Art: What I can do
When faced with a challenge, and this year has presented a few, I just try to focus on what I *can* do. Sometimes I feel small and what I cannot do seems pretty daunting. So I look instead at what I can act upon, in love and with courage.
Recently I had lunch with the artist Amy Scofield, and shared with her my newly written out strategy for how to proceed as an artist, or in Austin Kleon’s words, how to “Keep Going.”

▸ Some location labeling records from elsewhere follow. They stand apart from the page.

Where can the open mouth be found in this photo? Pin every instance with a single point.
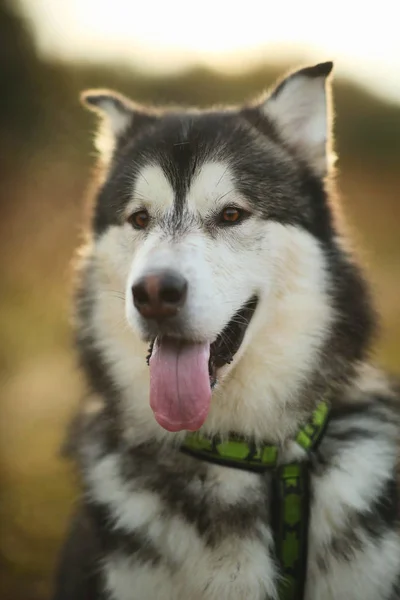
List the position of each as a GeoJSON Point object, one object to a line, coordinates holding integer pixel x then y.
{"type": "Point", "coordinates": [183, 373]}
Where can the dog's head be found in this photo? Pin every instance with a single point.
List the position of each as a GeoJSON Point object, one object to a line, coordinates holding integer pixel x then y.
{"type": "Point", "coordinates": [212, 224]}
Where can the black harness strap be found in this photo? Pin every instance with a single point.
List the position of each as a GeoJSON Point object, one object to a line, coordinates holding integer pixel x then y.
{"type": "Point", "coordinates": [290, 502]}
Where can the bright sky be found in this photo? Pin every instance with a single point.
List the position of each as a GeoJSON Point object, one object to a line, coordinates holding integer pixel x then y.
{"type": "Point", "coordinates": [361, 37]}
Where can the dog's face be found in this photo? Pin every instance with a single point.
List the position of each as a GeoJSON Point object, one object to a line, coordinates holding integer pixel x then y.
{"type": "Point", "coordinates": [192, 225]}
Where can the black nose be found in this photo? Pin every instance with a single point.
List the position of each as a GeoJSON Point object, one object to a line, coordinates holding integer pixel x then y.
{"type": "Point", "coordinates": [159, 295]}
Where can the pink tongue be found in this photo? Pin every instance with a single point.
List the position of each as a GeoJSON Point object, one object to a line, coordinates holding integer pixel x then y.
{"type": "Point", "coordinates": [180, 391]}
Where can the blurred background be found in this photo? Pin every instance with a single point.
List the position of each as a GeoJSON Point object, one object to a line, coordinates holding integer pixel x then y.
{"type": "Point", "coordinates": [158, 52]}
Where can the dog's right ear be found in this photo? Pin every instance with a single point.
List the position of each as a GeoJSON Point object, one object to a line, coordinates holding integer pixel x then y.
{"type": "Point", "coordinates": [117, 114]}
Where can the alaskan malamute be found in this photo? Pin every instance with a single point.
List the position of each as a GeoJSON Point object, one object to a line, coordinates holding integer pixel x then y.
{"type": "Point", "coordinates": [236, 443]}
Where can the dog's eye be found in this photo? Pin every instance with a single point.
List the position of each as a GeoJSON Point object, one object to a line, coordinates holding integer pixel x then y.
{"type": "Point", "coordinates": [139, 219]}
{"type": "Point", "coordinates": [232, 215]}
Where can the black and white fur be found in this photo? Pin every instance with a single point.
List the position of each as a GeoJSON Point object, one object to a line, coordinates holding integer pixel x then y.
{"type": "Point", "coordinates": [154, 524]}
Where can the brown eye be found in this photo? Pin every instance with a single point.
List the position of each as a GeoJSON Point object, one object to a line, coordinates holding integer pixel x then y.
{"type": "Point", "coordinates": [139, 220]}
{"type": "Point", "coordinates": [232, 215]}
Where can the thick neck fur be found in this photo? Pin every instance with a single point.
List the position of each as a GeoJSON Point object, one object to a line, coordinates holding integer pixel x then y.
{"type": "Point", "coordinates": [319, 302]}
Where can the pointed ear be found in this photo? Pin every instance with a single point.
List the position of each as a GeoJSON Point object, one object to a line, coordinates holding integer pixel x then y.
{"type": "Point", "coordinates": [117, 114]}
{"type": "Point", "coordinates": [299, 109]}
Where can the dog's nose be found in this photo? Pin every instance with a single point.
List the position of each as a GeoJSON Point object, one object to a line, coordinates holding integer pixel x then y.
{"type": "Point", "coordinates": [159, 295]}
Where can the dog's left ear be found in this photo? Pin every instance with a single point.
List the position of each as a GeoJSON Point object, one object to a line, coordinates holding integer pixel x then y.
{"type": "Point", "coordinates": [298, 107]}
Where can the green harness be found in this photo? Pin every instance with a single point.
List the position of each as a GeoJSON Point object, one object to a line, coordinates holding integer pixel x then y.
{"type": "Point", "coordinates": [290, 503]}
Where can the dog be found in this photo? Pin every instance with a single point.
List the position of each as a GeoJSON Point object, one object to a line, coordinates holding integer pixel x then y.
{"type": "Point", "coordinates": [220, 316]}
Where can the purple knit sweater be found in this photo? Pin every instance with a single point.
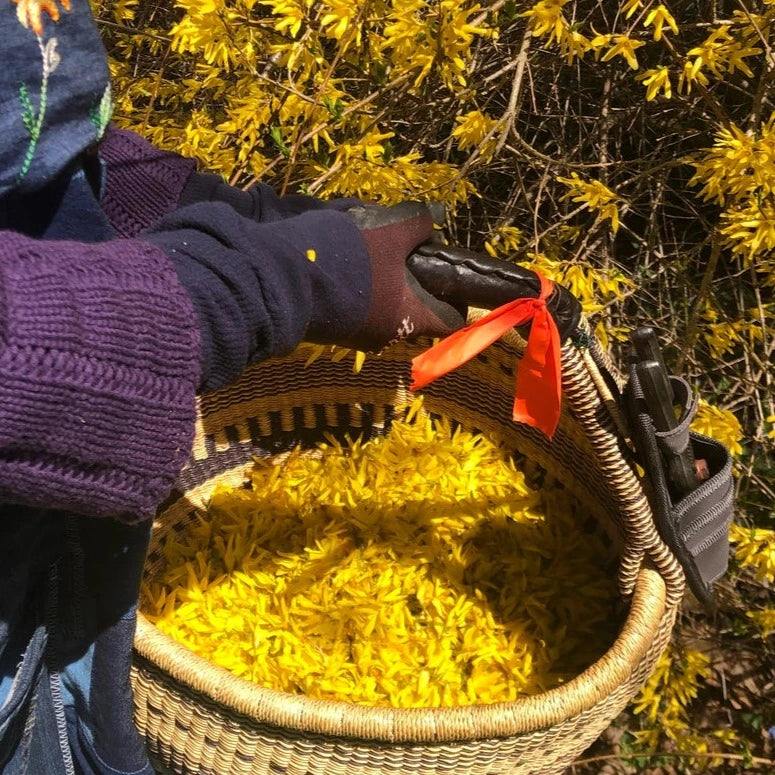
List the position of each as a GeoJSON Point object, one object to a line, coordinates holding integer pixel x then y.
{"type": "Point", "coordinates": [98, 371]}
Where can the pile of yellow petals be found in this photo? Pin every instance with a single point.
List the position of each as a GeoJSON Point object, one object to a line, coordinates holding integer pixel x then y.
{"type": "Point", "coordinates": [418, 569]}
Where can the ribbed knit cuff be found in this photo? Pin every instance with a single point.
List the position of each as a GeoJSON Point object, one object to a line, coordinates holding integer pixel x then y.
{"type": "Point", "coordinates": [98, 371]}
{"type": "Point", "coordinates": [142, 183]}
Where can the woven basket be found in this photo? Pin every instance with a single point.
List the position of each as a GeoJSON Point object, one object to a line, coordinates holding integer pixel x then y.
{"type": "Point", "coordinates": [198, 718]}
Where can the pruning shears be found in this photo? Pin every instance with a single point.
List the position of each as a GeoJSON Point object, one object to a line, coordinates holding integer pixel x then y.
{"type": "Point", "coordinates": [682, 472]}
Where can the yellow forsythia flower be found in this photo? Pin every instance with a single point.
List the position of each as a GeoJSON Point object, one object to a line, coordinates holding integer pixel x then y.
{"type": "Point", "coordinates": [655, 80]}
{"type": "Point", "coordinates": [660, 16]}
{"type": "Point", "coordinates": [595, 195]}
{"type": "Point", "coordinates": [624, 46]}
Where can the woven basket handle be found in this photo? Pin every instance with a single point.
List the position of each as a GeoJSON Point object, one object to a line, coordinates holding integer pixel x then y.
{"type": "Point", "coordinates": [464, 278]}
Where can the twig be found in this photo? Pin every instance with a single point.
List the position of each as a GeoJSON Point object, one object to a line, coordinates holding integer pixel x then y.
{"type": "Point", "coordinates": [732, 757]}
{"type": "Point", "coordinates": [702, 295]}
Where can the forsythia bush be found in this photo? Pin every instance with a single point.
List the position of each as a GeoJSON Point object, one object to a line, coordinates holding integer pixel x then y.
{"type": "Point", "coordinates": [626, 148]}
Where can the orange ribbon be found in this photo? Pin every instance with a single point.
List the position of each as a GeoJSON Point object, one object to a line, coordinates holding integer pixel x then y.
{"type": "Point", "coordinates": [538, 393]}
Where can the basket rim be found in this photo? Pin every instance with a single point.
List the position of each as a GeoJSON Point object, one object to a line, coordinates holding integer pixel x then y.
{"type": "Point", "coordinates": [340, 719]}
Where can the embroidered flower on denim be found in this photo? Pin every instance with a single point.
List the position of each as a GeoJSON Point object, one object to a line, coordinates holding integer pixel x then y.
{"type": "Point", "coordinates": [30, 13]}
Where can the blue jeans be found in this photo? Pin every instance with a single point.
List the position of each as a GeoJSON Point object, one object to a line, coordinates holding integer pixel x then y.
{"type": "Point", "coordinates": [67, 621]}
{"type": "Point", "coordinates": [68, 585]}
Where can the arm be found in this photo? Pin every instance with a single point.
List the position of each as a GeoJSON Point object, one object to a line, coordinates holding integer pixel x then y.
{"type": "Point", "coordinates": [143, 183]}
{"type": "Point", "coordinates": [100, 355]}
{"type": "Point", "coordinates": [98, 370]}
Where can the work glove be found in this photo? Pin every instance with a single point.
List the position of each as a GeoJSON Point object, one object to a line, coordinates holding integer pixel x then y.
{"type": "Point", "coordinates": [400, 307]}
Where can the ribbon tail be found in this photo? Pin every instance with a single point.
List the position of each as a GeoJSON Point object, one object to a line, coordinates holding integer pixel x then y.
{"type": "Point", "coordinates": [538, 396]}
{"type": "Point", "coordinates": [460, 347]}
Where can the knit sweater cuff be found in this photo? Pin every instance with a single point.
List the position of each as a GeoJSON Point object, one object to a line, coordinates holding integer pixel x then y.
{"type": "Point", "coordinates": [98, 371]}
{"type": "Point", "coordinates": [142, 183]}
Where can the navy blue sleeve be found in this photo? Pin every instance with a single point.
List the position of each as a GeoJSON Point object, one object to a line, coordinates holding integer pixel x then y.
{"type": "Point", "coordinates": [260, 202]}
{"type": "Point", "coordinates": [259, 289]}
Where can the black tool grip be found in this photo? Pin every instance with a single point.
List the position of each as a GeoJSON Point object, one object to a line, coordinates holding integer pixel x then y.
{"type": "Point", "coordinates": [658, 394]}
{"type": "Point", "coordinates": [464, 278]}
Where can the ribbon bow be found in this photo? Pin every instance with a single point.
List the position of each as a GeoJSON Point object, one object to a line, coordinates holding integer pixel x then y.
{"type": "Point", "coordinates": [538, 393]}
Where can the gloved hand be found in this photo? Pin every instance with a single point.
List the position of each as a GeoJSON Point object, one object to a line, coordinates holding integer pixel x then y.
{"type": "Point", "coordinates": [329, 277]}
{"type": "Point", "coordinates": [464, 278]}
{"type": "Point", "coordinates": [400, 307]}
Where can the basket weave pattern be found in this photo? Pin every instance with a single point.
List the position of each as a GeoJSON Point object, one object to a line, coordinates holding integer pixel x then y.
{"type": "Point", "coordinates": [198, 718]}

I fail often. In the pain of those lessons, it is easy to get discouraged. This is my current strategy about how I can make art and keep shining:
Feelings for me and viewer:
- Transcendent
- Surprised
- Original (synthesis)- New Experience – not like other things seen before
- Make us feel connected, grounded, and in commonality with others
Elements:
- Human hand/craft evident – doesn’t look like it came from a machine
- Visceral relationship to human body scale
- Geometric
- Reference to sacred space architecture
Materiality:
- Does not create “inventory” or “distribution” problem
- Does not create “storage” problem
- Inexpensive to produce
- Materials and finished piece are not too precious
- Originals can be affordable to most everyone $200-$2000
- Reproductions can be affordable to most everyone $20
Nice to have:
- Easy to scale up or down to fit location
- Has elements of light and color
- Easy to ship and install
- Modular or sectional if large
- Can be reproduced inexpensively or with fancy materials
- Environmentally sustainable
I imagine your “What you can do” list is different. What’s yours?